Advanced Config: Camera Intrinsics

DepthEstimationAdvanceConfig lets you supply the camera intrinsics that control how a raw depth map is lifted into a 3D point cloud. All four fields default to None, which causes the handler to auto-derive reasonable values from the input image dimensions. For accurate metric geometry, supply intrinsics from your actual camera calibration.

Background: the pinhole camera model

Not sure what fx, fy, cx, cy are? See the Camera Intrinsics Matrix reference for a full explanation of the K matrix and how to read it for your camera.

Every point in a point cloud is computed by inverting the pinhole camera projection. vizion3d emits OpenGL/viewer camera coordinates: X+ right, Y+ up, and Z- forward into the scene. Given a pixel at image coordinates (u, v) with a positive depth value d (in metres), its 3D position (X, Y, Z) is:

X = (u - cx) * d / fx
Y = (cy - v) * d / fy
Z = -d

All four intrinsic parameters — fx, fy, cx, cy — appear in this formula. Values that do not match your camera produce a point cloud that is geometrically distorted: correct topology but skewed angles, compressed shapes, or stretched geometry.

Config fields

`fx` — horizontal focal length (pixels)

Default: None (auto-derived as image.width × 0.85, ~63° horizontal FOV)

The horizontal focal length of the camera in pixels. A larger fx means the camera has a narrower horizontal field of view; the same scene width maps to fewer pixels.

Effect on the point cloud: Controls the horizontal spread of 3D points. If fx is too small, the point cloud is horizontally compressed. If too large, it is horizontally stretched.

How to find it: Use your camera's calibration matrix K[0][0], or compute it from the horizontal field of view FoV_h:

fx = (image_width / 2) / tan(FoV_h / 2)

`fy` — vertical focal length (pixels)

Default: None (auto-derived as image.width × 0.85, same as fx)

The vertical focal length in pixels. For cameras with square pixels, fy ≈ fx. Cameras with non-square sensors may have fy ≠ fx.

Effect on the point cloud: Controls vertical spread analogously to fx. A fy that does not match your sensor produces vertically compressed or stretched geometry.

How to find it: K[1][1] from the calibration matrix, or:

fy = (image_height / 2) / tan(FoV_v / 2)

`cx` — horizontal principal point (pixels)

Default: None (auto-derived as image.width / 2)

The horizontal image coordinate of the optical axis — ideally the exact centre of the sensor.

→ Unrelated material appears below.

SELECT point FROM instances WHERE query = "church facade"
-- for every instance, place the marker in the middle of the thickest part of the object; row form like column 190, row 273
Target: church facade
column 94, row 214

Effect on the point cloud: Shifts the entire point cloud left or right. A cx that does not match your sensor makes the scene appear viewed from an off-centre vantage point, introducing a lateral tilt.

`cy` — vertical principal point (pixels)

Default: None (auto-derived as image.height / 2)

The vertical image coordinate of the optical axis.

Effect on the point cloud: Shifts the entire point cloud up or down. Like cx, a value that does not match your sensor introduces a tilt — vertical in this case.

Default values

Parameter	Default	Auto-derive formula
`fx`	`None`	`image.width × 0.85` (~63° FOV)
`fy`	`None`	`image.width × 0.85` (same as fx)
`cx`	`None`	`image.width / 2`
`cy`	`None`	`image.height / 2`

Usage: Direct Python

from vizion3d.lifting import (
    DepthEstimation,
    DepthEstimationAdvanceConfig,
    DepthEstimationCommand,
)

# Supply calibrated intrinsics (e.g. Intel RealSense D435 at 1280×720)
config = DepthEstimationAdvanceConfig(
    fx=909.15,
    fy=908.48,
    cx=640.0,
    cy=360.0,
)

with open("scene.png", "rb") as f:
    img_bytes = f.read()

result = DepthEstimation().run(
    DepthEstimationCommand(
        image_input=img_bytes,
        return_point_cloud=True,
        advanced_config=config,
    )
)

import numpy as np
points = np.asarray(result.point_cloud.points)
print(f"Points: {len(points)}")

Omit the config entirely to use auto-derived intrinsics (suitable for arbitrary photos):

result = DepthEstimation().run(
    DepthEstimationCommand(
        image_input=img_bytes,
        return_point_cloud=True,
    )
)

Usage: REST API

All four intrinsic fields are optional form fields on the POST /lifting/depth-estimation endpoint. Omit any field to auto-derive it from the image dimensions.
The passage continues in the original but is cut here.